A Look Back on BugBash 2026

Last week our CEO Glauber Costa and I attended BugBash 2026, a software correctness conference hosted by Antithesis. And while he got nerd-sniped and spent the whole conference on his computer, I had a chance to attend some fascinating talks. This is my retrospective on this great conference, and some thoughts on what it all means for the industry.

#Amdahl's Law, Coding Agents, and Testing

Will Wilson started the conference with a realization that the correctness industry is going mainstream. Google search trends for formal methods, deterministic simulation testing, and correctness all show peaks in 2025.

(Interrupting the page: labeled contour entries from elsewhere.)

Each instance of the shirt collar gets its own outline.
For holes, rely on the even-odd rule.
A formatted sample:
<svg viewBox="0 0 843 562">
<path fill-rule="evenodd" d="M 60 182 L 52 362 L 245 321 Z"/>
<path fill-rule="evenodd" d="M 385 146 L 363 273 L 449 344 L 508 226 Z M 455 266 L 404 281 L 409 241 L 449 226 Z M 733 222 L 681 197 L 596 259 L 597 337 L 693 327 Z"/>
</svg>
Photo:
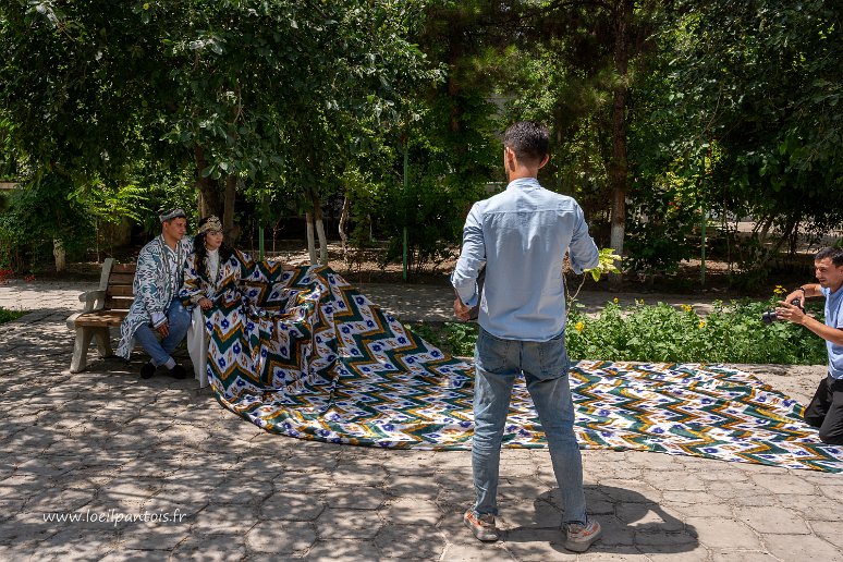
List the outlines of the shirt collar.
<svg viewBox="0 0 843 562">
<path fill-rule="evenodd" d="M 535 178 L 518 178 L 517 180 L 513 180 L 510 182 L 510 184 L 506 186 L 509 190 L 510 187 L 517 187 L 521 190 L 529 190 L 529 188 L 538 188 L 541 187 L 541 184 L 538 183 L 538 180 Z"/>
</svg>

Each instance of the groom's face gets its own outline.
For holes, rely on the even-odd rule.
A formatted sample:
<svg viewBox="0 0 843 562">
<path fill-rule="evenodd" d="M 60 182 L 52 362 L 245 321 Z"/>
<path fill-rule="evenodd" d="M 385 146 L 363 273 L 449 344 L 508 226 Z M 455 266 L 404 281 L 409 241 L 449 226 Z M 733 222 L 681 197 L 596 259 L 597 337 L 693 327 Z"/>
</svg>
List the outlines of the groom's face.
<svg viewBox="0 0 843 562">
<path fill-rule="evenodd" d="M 184 233 L 187 232 L 187 219 L 179 217 L 178 219 L 164 221 L 163 231 L 170 237 L 182 240 Z"/>
</svg>

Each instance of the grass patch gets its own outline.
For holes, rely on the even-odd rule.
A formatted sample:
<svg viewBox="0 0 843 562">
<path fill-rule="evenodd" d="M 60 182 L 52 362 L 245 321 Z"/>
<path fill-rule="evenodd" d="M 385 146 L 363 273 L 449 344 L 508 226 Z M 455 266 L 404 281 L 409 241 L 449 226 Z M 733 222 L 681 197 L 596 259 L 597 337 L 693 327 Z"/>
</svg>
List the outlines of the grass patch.
<svg viewBox="0 0 843 562">
<path fill-rule="evenodd" d="M 663 303 L 642 302 L 625 308 L 608 303 L 597 316 L 586 316 L 575 306 L 569 316 L 565 343 L 574 361 L 827 363 L 826 342 L 821 338 L 791 322 L 761 321 L 761 314 L 774 304 L 775 298 L 719 302 L 704 317 L 689 306 L 674 308 Z M 809 305 L 809 313 L 822 320 L 822 302 Z M 430 322 L 412 328 L 452 355 L 474 355 L 476 325 Z"/>
<path fill-rule="evenodd" d="M 7 310 L 0 306 L 0 323 L 11 322 L 12 320 L 16 320 L 24 316 L 25 314 L 25 310 Z"/>
</svg>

What I found interesting was the parallel he drew with Amdahl's law, a formula that describes the theoretical increase in speed when optimizing an algorithm. It shows that the gains in speed depend on how much time is spent in the segment being optimized.

Will's thesis is that coding agents speed up coding itself, leaving more time for testing, and that testing is therefore where the measurable gains will be in the foreseeable future.

At Turso, we're proud to be ahead of this curve. We've invested extensively in deterministic simulation testing, differential testing, various deterministic fuzzers written in Rust, and sqltest, a DSL for example tests. We're also exploring formal methods to verify complex algorithms like VACUUM.

This division of time between coding and testing gets the point across that engineers will likely be thinking about testing more than they used to. But as some attendees have pointed out, it doesn't account for the thinking part of software engineering. I expect that a similar argument will be made for the optimization of decision tools in fields like industrial engineering.

#Some Thoughts on Correctness

BugBash is a conference focused on correctness, with many attendees focusing on areas like property-based testing and formal methods. Something I felt during the conference was a general feeling that finally, the software engineering community was starting to care about correctness. And this is where I have to disagree. Not with the sentiment, but with the impression that the engineering community didn't care, or didn't care enough, about correctness.

Correctness, just like availability, is a goal or a measure that can be optimized for, with the kinds of tradeoffs that are typical of engineering disciplines. Not all software requires absolute correctness. Nuclear control software, cryptocurrency protocols, critical components of databases, and kernels used in space exploration are all prime targets for heavier verification, because a failure in one of these systems can be catastrophic. But a failure in the 2048 game or in an online library catalog has relatively little consequence. Good engineering is about understanding and exploiting these tradeoffs to balance safety, profitability, and opportunity.

Last year at BugBash, Ankush Desai shared his conviction that so-called semiformal methods—anything that gets you to reason about code before implementing it—is already a good start on the way to correctness, something I heard this year again from multiple speakers. Since the term "spec-driven development" seems to have gained some traction, I hope that it will be understood as an invitation to reflection and careful design, rather than a superficial invitation to Shift-Tab to Plan Mode in your favorite coding agent.

#From My Conference Notes

I took a lot of notes. Here are some notable ones:

LLM hallucination is mathematically inevitable, and self-validation can't fix it. This was demonstrated by Xu et al. (2024). It means that whatever frameworks we use to integrate LLMs in the future will need to be resilient to hallucinations.
Gabriela Moreira, CEO of Quint, suggested the following algorithm to evaluate the potency of a testing rig. First, think of the rarest situation you can imagine about your system. Second, see if your tools can reproduce it. Third, assess how much time or depth it took.
Formal methods researchers acknowledge that formal methods won't truly go mainstream until the most expensive option is to not use formal methods. In recent years, multiple verification languages have sprouted to bridge the gap between mathematicians and engineers. LemmaScript lets you write verification hints in TypeScript comments, which then compile down to Dafny. FizzBee has a syntax similar to Python. Quint layers a more intuitive syntax on top of TLA+. Aretta seeks to make verification more accessible to LLMs. The cost of verification is still too high for many applications, but the threshold is constantly being lowered, through innovations (new languages) and shifting power balances (LLMs writing more code).
Peter Alvaro shared a tracing and fault injection tool he worked on called Box of Pain. This is a good metaphor for what a test harness should be in relation to the implementation. I will now be thinking of my tests as little boxes of pain for my code.

#Final Thoughts

This was probably my 10th software conference. I usually try to go to as many talks as I can, but this was the first conference where I felt that I had been missing out on all the human connections. So on day 2, I spent some more time in the so-called hallway track, trading ideas with fascinating people. These exchanges are what I remember most.

One final note: the talks from BugBash 2025 are all online.